To solve this efficiently, we can use **modular arithmetic**. Specifically, we will find \( 7^n \mod 25 \) for \( n = 21, 22, 23, 24 \) and then sum the results, taking the remainder modulo 25.

### Step 1: Finding the Powers of 7 Modulo 25
We'll first compute powers of 7 modulo 25. Since powers of a number modulo another often exhibit a cyclic pattern, we'll begin by calculating:

\[
7^1 \mod 25 = 7
\]
\[
7^2 \mod 25 = 7 \times 7 = 49 \mod 25 = 24
\]
\[
7^3 \mod 25 = 7 \times 24 = 168 \mod 25 = 18
\]
\[
7^4 \mod 25 = 7 \times 18 = 126 \mod 25 = 1
\]

### Step 2: Identify the Cycle
At this point, we can see that after every four exponents, the powers of 7 modulo 25 repeat.
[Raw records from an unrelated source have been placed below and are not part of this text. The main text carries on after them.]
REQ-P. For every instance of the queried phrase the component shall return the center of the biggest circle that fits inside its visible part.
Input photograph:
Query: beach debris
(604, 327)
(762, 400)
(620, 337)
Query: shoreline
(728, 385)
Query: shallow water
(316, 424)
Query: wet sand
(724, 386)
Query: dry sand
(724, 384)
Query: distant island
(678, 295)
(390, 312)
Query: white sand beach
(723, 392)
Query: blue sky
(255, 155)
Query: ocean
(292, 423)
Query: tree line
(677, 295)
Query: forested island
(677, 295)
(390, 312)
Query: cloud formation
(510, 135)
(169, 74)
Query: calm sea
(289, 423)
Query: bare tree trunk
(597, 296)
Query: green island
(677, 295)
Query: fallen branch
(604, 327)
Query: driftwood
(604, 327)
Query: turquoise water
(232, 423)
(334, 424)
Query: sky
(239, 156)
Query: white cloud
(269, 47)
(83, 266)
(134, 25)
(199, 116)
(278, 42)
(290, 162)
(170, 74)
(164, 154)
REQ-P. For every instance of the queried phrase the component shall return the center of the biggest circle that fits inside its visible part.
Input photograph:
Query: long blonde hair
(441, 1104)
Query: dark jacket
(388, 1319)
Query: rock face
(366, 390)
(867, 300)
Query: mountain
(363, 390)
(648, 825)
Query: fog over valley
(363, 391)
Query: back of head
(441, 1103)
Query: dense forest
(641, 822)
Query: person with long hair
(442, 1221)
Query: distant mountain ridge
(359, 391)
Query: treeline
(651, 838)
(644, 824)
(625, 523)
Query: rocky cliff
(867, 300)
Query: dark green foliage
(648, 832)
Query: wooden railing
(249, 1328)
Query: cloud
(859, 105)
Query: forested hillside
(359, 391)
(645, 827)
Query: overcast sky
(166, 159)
This is because \( 7^4 \equiv 1 \mod 25 \). Therefore, we have a cycle:
- \( 7^1 \mod 25 = 7 \)
- \( 7^2 \mod 25 = 24 \)
- \( 7^3 \mod 25 = 18 \)
- \( 7^4 \mod 25 = 1 \)

### Step 3: Find \( 7^{21}, 7^{22}, 7^{23}, 7^{24} \mod 25 \)
Since the powers of 7 repeat every 4 terms, we can reduce the exponents \( 21, 22, 23, 24 \) modulo 4:
\[
21 \mod 4 = 1, \quad 22 \mod 4 = 2, \quad 23 \mod 4 = 3, \quad 24 \mod 4 = 0
\]

Thus:
- \( 7^{21} \equiv 7^1 \mod 25 = 7 \)
- \( 7^{22} \equiv 7^2 \mod 25 = 24 \)
- \( 7^{23} \equiv 7^3 \mod 25 = 18 \)
- \( 7^{24} \equiv 7^4 \mod 25 = 1 \)

### Step 4: Sum and Find the Remainder
Now we sum the results:
\[
7 + 24 + 18 + 1 = 50
\]

Finally, find the remainder when 50 is divided by 25:
\[
50 \mod 25 = 0
\]

### Conclusion:
The remainder when \( 7^{21} + 7^{22} + 7^{23} + 7^{24} \) is divided by 25 is \( \boxed{0} \).
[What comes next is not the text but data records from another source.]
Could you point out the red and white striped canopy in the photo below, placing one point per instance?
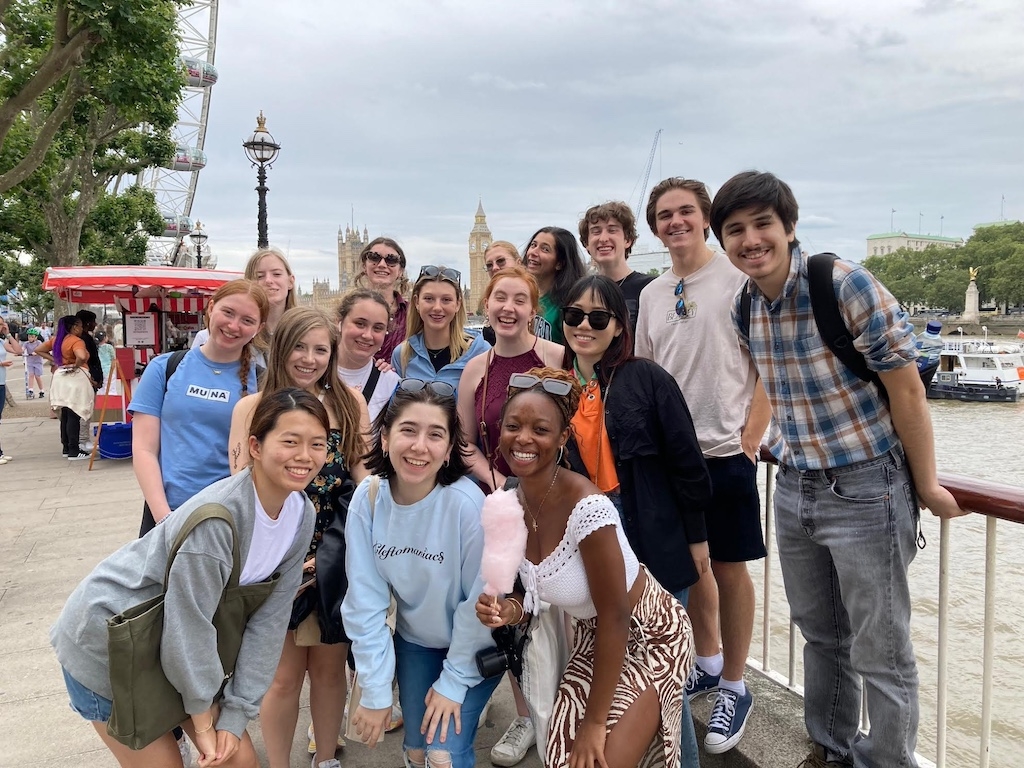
(103, 285)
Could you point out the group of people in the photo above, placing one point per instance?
(624, 412)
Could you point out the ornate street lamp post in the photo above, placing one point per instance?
(261, 151)
(199, 239)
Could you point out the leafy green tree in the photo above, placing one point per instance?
(53, 53)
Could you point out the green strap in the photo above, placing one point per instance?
(198, 515)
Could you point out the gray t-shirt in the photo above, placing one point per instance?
(701, 350)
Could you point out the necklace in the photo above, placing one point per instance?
(522, 494)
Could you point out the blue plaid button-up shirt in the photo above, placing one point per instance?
(823, 415)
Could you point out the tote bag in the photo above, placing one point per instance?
(145, 705)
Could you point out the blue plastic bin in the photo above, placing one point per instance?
(115, 441)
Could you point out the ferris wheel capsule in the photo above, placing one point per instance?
(176, 226)
(186, 159)
(199, 73)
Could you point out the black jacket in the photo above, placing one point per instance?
(663, 477)
(332, 584)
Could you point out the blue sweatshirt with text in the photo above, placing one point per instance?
(428, 556)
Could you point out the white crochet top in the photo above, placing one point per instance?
(560, 579)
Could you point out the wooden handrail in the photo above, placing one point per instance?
(981, 497)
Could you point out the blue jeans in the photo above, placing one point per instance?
(846, 540)
(417, 670)
(86, 701)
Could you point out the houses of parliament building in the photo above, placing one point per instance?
(350, 245)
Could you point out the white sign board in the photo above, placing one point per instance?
(140, 330)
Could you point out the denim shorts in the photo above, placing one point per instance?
(87, 702)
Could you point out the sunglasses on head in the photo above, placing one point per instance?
(681, 299)
(440, 388)
(390, 259)
(444, 272)
(598, 318)
(556, 387)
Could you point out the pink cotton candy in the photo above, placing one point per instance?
(504, 541)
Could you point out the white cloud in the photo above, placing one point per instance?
(412, 112)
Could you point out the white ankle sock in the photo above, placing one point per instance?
(736, 686)
(712, 665)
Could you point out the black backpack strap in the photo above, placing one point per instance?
(371, 385)
(172, 365)
(829, 321)
(744, 309)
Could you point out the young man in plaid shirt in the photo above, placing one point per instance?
(845, 504)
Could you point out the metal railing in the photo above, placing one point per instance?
(994, 501)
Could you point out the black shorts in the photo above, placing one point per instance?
(733, 517)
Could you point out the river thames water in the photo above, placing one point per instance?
(986, 441)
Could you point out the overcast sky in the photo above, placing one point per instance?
(412, 111)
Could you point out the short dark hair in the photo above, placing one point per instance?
(611, 211)
(566, 254)
(699, 189)
(379, 463)
(609, 294)
(758, 190)
(287, 399)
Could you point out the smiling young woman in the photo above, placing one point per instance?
(437, 345)
(272, 521)
(414, 531)
(304, 354)
(178, 438)
(510, 301)
(623, 687)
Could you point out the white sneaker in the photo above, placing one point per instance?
(514, 744)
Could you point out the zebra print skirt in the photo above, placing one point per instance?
(658, 654)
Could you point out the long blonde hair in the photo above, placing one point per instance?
(262, 340)
(338, 398)
(459, 340)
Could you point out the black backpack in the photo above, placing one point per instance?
(828, 318)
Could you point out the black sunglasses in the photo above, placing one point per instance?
(452, 275)
(440, 388)
(681, 299)
(390, 259)
(556, 387)
(598, 318)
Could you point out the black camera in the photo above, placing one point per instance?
(510, 643)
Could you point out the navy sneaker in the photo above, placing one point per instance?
(700, 682)
(728, 719)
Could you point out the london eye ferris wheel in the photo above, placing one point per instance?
(174, 185)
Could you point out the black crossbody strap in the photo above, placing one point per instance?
(829, 321)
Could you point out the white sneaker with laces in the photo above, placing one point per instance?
(514, 744)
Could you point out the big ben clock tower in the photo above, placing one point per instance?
(479, 239)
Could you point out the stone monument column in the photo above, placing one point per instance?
(972, 300)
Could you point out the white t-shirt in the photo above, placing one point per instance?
(382, 392)
(702, 350)
(272, 539)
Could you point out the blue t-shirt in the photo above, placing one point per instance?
(195, 419)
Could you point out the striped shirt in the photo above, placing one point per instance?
(823, 415)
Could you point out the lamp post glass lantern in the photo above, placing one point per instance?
(199, 238)
(261, 151)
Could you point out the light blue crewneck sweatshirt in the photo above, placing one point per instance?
(428, 555)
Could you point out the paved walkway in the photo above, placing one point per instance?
(57, 520)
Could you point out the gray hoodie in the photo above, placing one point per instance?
(188, 649)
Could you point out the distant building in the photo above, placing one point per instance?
(879, 245)
(322, 297)
(479, 239)
(350, 245)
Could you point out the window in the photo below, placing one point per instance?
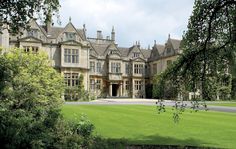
(127, 68)
(169, 62)
(99, 67)
(98, 84)
(31, 48)
(126, 85)
(92, 66)
(92, 84)
(71, 79)
(138, 68)
(138, 85)
(136, 54)
(115, 67)
(154, 68)
(168, 50)
(33, 33)
(71, 56)
(70, 36)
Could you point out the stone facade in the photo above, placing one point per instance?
(108, 70)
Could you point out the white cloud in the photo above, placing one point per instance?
(133, 19)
Would you like further details on any part of this solution?

### Related Questions:
1. What is the general technique for finding powers of numbers modulo a given number?
2. How can Fermat's Little Theorem be applied in modular arithmetic problems?
3. What is the role of cyclic patterns in modular arithmetic?
4. How would this solution change if we had a different modulus, say 26 instead of 25?
5. What is Euler’s theorem, and how does it relate to modular exponentiation?

### Tip:
When dealing with large exponents in modular arithmetic, always look for patterns or cycles to simplify your calculations.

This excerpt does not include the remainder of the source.